In patients with TAO,
diagnosis of the primary open angle glaucoma (POAG) can be
challenging. Even if an elevated IOP is detected in these patients, the
question arises whether the elevated IOP is just a sign of orbitopathy or if
glaucoma or ocular hypertension should be considered[23].
Prevalence of normal-tension glaucoma, POAG or ocular hypertension among
patients with Graves’ disease was reported in range from 0.8% to 13.5%[4,24]. Goldmann applanation tonometry
(GAT) was designed to assess IOP, unaffected by the ocular rigidity[25]. GAT is currently the preferred
method of IOP measurement, also in patients with glaucoma[24].
However, numerous studies demonstrated that applanated intraocular pressure
(IOPg) is not equal to the real intraocular pressure[4,26-27]. Recent studies
proved that GAT-IOP is strongly dependent on central corneal thickness (CCT),
which suggests that CCT should be the basis for IOP correction algorithm[7-8].
Nevertheless, weak correlation of CCT and IOPg limits the efficacy of GAT[11]. Therefore, Pascal dynamic contour
tonometry and ORA tonometry have emerged as techniques of IOP estimation in
early glaucoma detection[12,25]. As
given above, IOPcc describes intraocular pressure more accurately as it is less
influenced by corneal properties. In our study IOPg correlated with IOPcc in
group 1 and 2, however, the difference in results between groups in our series
pointed out necessity of the more detailed analysis regarding influence of CRF
and CH on IOPg and IOPcc in patients with orbitopathy.
Independent
association was previously found between CH and glaucoma damage, and thus CH
could act as an objective parameter for diagnosing the glaucoma progression
risk[28]. CH was significantly lower in
patients diagnosed with glaucoma when compared to glaucoma suspects, ocular
hypertensives and in control group[12,25]. As
previously reported, the lowered CH was a predictive factor of visual field
loss progression in the glaucoma patients, while altered IOPg showed no
relationship with visual field changes[29]. In our
study, CH showed only small negative correlation with IOPg, both in patients
with TAO and in healthy individuals. In turn, we observed significant
correlation between decreasing CH and increasing IOPcc in both groups of
patients. According to above, IOPcc acts as a marker of the early subclinical
stages of glaucoma in patients with TAO.
Correlation
between CH and CRF was previously seen in patients with orbitopathy and in
healthy people[30]. Shah et
al[30] mentioned that CH, CCT and CRF
correlated with one another but the correlation was only moderate. This
suggests that CH and CRF are parameters measuring separate traits of the
corneal rigidity and these variables may be more useful when trying to adjust
IOP measurements in patients with altered ocular rigidity[31].

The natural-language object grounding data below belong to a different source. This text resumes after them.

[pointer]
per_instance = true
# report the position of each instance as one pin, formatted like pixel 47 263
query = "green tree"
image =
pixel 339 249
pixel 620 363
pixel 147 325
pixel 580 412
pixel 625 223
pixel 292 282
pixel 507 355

Similarly, our results revealed the marked positive correlation between CRF and
CH in both groups.
CRF represents an
overall resistance to deformation and is useful for differentiating between
individuals with false-positive results of IOPg and glaucoma[12]. Corneas with elevated CRF values (i.e. greater rigidity) require higher
pressure to achieve applanation, when compared to corneas with lowered CRF. In
our series, CRF was significantly lower in the study group in comparison with
the control group. We found weak correlation between CRF and IOPg in both
groups. According to the above, the lowered CRF of corneas in patients with TAO
can lead to the relatively underestimated values of IOPg and the missdiagnosed
glaucoma[12].
Interestingly, we did not see any correlation between CRF and IOPcc in both
groups (Table 4), which suggests that CRF affected IOPg value but not IOPcc. Our
finding proves that IOPcc is not prone to bias related to the affected
biochemical corneal characteristics in patients with TAO[11,32].
As a consequence, CRF and IOPcc are more reliable in early glaucoma detection
than IOPg.
In conclusion,
biomechanical parameters of cornea, as quantified by CH and CRF, and measured
together with IOPcc, precisely reveal glaucoma staging in TAO and thus are
reliable for diagnosing and follow-up in clinical practice.
ACKNOWLEDGEMENTS
Conflicts of Interest: Pniakowska Z, None; Kłysik A, None; Goś R, None; Jurowski P, None.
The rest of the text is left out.